Thursday, June 26, 2008

Fruitcakes I: Ayatollah Dobson and Christo-Fascism

Dr. James C. Dobson is a doctor of pediatric psychology. He has made it clear that he is not an ordained minister of any denomination. He has stated that he is not a theologian. He comes by his religion via his father who never bothered to study theology either but made his living as a “preacher”. But, though he disavows theological learning, he is awfully quick to interpret the Bible. Of course his interpretation leans heavily on the Old Testament and even more heavily on passages that reinforce his many and deep bigotries. In point of fact, Dr. Dobson is simply an ultra-right wing bigot who couches his hate in slightly less incendiary language than say, Rev. Fred Phelps. Dobson is, since such coinages are de rigueur these days, a Christo-Fascist (not crypto-, nothing crypto-fascist about him) whose ravening hunger is political power. He simply conceals his voracious ambition for power under a thin cloak of religion to fool the rubes and, just incidentally, get a tax exemption or two.

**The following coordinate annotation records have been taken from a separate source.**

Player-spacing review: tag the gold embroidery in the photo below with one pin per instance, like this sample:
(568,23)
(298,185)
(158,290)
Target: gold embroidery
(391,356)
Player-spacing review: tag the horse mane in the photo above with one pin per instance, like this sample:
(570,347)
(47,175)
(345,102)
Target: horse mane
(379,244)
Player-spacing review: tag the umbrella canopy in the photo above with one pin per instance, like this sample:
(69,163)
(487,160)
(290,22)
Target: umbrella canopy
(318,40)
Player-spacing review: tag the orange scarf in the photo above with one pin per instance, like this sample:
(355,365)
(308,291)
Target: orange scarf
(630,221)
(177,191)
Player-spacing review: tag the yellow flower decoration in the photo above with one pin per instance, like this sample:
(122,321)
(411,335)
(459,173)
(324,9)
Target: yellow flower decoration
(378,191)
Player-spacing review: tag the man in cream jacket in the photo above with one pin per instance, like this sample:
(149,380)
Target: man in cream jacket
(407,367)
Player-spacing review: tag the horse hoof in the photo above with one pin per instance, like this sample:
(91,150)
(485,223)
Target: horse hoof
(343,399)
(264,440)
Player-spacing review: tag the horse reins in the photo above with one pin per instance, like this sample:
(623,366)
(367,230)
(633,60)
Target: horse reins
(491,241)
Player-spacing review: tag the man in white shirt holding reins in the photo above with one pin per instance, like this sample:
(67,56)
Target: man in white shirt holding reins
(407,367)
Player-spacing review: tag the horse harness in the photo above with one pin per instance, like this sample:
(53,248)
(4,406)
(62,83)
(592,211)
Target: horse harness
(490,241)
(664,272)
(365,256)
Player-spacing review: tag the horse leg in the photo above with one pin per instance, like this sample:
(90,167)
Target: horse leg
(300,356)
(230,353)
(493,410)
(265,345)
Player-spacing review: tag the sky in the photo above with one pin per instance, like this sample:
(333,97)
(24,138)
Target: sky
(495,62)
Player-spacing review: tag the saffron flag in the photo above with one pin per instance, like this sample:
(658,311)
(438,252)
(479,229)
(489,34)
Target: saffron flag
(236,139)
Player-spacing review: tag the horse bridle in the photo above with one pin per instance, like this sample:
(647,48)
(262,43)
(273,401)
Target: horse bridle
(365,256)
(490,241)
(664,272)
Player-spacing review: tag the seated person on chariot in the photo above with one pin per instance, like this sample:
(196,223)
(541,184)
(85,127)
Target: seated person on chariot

In his Dictionary of the English Language, Dr. Samuel Johnson, a man of great faith, defined patriotism as “the last refuge of a scoundrel.” About 140 years later, the American writer and humorist, Ambrose Bierce, a man of far fewer delusions, noted that Dr. Johnson was incorrect because patriotism is the first refuge to which the scoundrel runs. Bierce, apart from being correct, did not see fit to cite anything as that “last refuge.” A long list of jailhouse conversions by criminals including Charles Colson, Eldridge Cleaver and Manuel Noriega have served to point out what Ayatollah Dobson confirms with every breath, that the true last refuge of a scoundrel is religion or, rather, religiosity.

To digress for a moment, I really haven’t any argument with people who are religious. I’ve known many good people in many religious groups who express their faith by making the love and mercy of the gods in which they believe manifest in our world. They work with the poor and homeless, with the sick and lonely and with all manner of the least of these, their brethren as their gods direct. Religiosity, however, is a cathedral wide and a communion wafer deep. Religiosity uses faith as a cloak for hate and bigotry and, sometimes, insanity. As examples of that religiosity I would cite Jim Jones’ People’s Temple, the Heaven’s Gate Cult, the Worldwide Church of God and Focus on the Family. Religiosity is, at best, the faith of the lazy and ignorant. It has no depth, learning or understanding associated with it and puts its emphasis on the fear of god and the word of a preacher whose ignorance may be greater than that of his congregation. At worst, religiosity is the mask behind which bigotry, hatred and fascism hide from well-deserved prosecution. Ayatollah Dobson’s brand of religiosity is of the worst.

But to return to the most recent ex cathedra statements from Ayatollah Dobson, he has injected himself into the 2008 U. S. Presidential race by attacking Barak Obama’s understanding of the Bible. He’s called Obama’s call for a sensible view of the Bible “a fruitcake interpretation.” Understanding that if anyone should know “a fruitcake interpretation” of scripture based on acquaintanceship since birth, it’s James Dobson, this is an extraordinary statement from a self-confessed non-theologian. Dobson’s political fatwa against Obama is actually revealing. It strips from Dobson the cloak of religion to reveal his true interest which is in unelected political power. Indeed, Obama’s crime in the view of Ayatollah Dobson is not just an humane interpretation of the Bible, it is being humane itself. If Barak Obama’s faith, with its emphasis on Matthew 25 were to prevail, it would expose Dobson’s pusillanimous, hate-filled interpretation of scripture for the noisome perversion it is. The best we can say about Dobson’s most recent ravings are that they are the outcry of a simoniac, exposed and abandoned by the public he’s heretofore deceived.